If you are a regular reader ofThe NEWS, you have undoubtedly read in these pages that the HVAC industry will need an extra 20,000 technicians every year through 2010. We have covered this topic about as much as “Entertainment Tonight” has covered the Anna Nicole Smith story. However, it is one thing to know the problem exists, and quite another to come up with a plan to help deal with this industry-wide issue.

So unless a contractor has a plane ticket to head down to the Bahamas to take a paternity test - in which case that person’s money troubles might be a thing of the past - a plan to deal with this issue is of the utmost importance.


One key to having enough technicians is hiring the right technicians. Contractors need to find people who are looking for a career, not just a job.

This means doing a lot of work on the front end to make sure the prospective employee is the right match for a company. Believe me, this will save a lot of time in the long run.

Make these individuals jump through hoops. If those applying truly do want a career rather than a job, they will not bail out just because of the legwork.

The first step is multiple interviews. Anyone can put lipstick on a pig for one interview. Have a few meetings with these applicants. Put them in different situations. See how they interact one-on-one, in a multiple interview setting, and under pressure, if possible.

And although you should have a few conversations with applicants, don’t take them at their word. Use every tool at your disposal to make sure these applicants are, in fact, the people they claim to be.

Make sure you order a background and credit check. What these checks produce can be very telling. Something as small as a traffic ticket to an item as large as a felony can be discovered when a background check is completed.

And there is no reason you need to be the bad guy in this, if you don’t wish to be. Play a little good cop-bad cop. Tell the applicant it is not you who wants to run a check on their driving record, but rather the insurance company. You don’t want to give them a drug test, but the company’s attorney insists on it.

Don’t want to go through the expense and time of doing the background check? Not a good call in my opinion. But then at least boot up the computer and do a quick search on the Internet.

Go ahead and google their name. If a MySpace page pops up and there are pictures of the applicant doing keg-stands, then your interest in that candidate may change somewhat. If under goals they have put “Having a good time,” and “Appearing on The Price Is Right,” then perhaps your business would like to go in another direction. And what does this type of search take, five minutes?


Another quick tool that some contractors don’t take advantage of is the reference check.
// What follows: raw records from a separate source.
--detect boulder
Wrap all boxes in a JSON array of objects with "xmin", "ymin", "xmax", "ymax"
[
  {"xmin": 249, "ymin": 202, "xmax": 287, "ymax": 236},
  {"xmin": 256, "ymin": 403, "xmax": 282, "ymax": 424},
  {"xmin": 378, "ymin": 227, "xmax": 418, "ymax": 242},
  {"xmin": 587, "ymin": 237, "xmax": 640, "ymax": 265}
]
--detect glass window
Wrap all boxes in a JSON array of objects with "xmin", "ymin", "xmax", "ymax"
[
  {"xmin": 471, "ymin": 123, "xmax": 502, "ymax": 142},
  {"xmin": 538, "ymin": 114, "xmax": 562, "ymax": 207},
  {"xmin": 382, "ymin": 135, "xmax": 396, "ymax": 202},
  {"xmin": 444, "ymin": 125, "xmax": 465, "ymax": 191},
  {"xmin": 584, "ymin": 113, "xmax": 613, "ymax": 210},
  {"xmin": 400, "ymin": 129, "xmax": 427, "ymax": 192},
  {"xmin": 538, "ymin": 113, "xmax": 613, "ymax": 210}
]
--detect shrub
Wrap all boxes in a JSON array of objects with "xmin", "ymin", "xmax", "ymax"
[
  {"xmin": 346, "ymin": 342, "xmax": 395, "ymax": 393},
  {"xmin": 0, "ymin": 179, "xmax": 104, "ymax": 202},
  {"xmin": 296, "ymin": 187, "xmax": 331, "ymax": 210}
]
I realize there are some legal issues with this one, but I heard of a great idea when speaking with a contractor at the Quality Service Contractors show in Scottsdale, Ariz.

This contractor told me that he calls the applicant’s prior place of employment and simply says to the former boss, “Do you have something positive to say about the individual? If not give me a moment of silence.” Those five seconds of silence can be the most important thing you hear during the entire hiring process.

Finally, you have gathered all the pertinent information and are ready to make a decision. One last, very important item to keep in mind is that as the leader of your business, it is critical to make sure you are not playing god.

The best predictor of future performances is past performances. If your background check, reference check, and credit report do not add up to a responsible employee, don’t think somehow that individual will be different with you. If this person can’t take care of himself, how is he going to take care of your customers?

They might be charismatic and make you feel like all they need is another chance, but it is best to cut your losses before they’re hired.

Remember that although this list of items might sound cumbersome, it will save you time in the long run.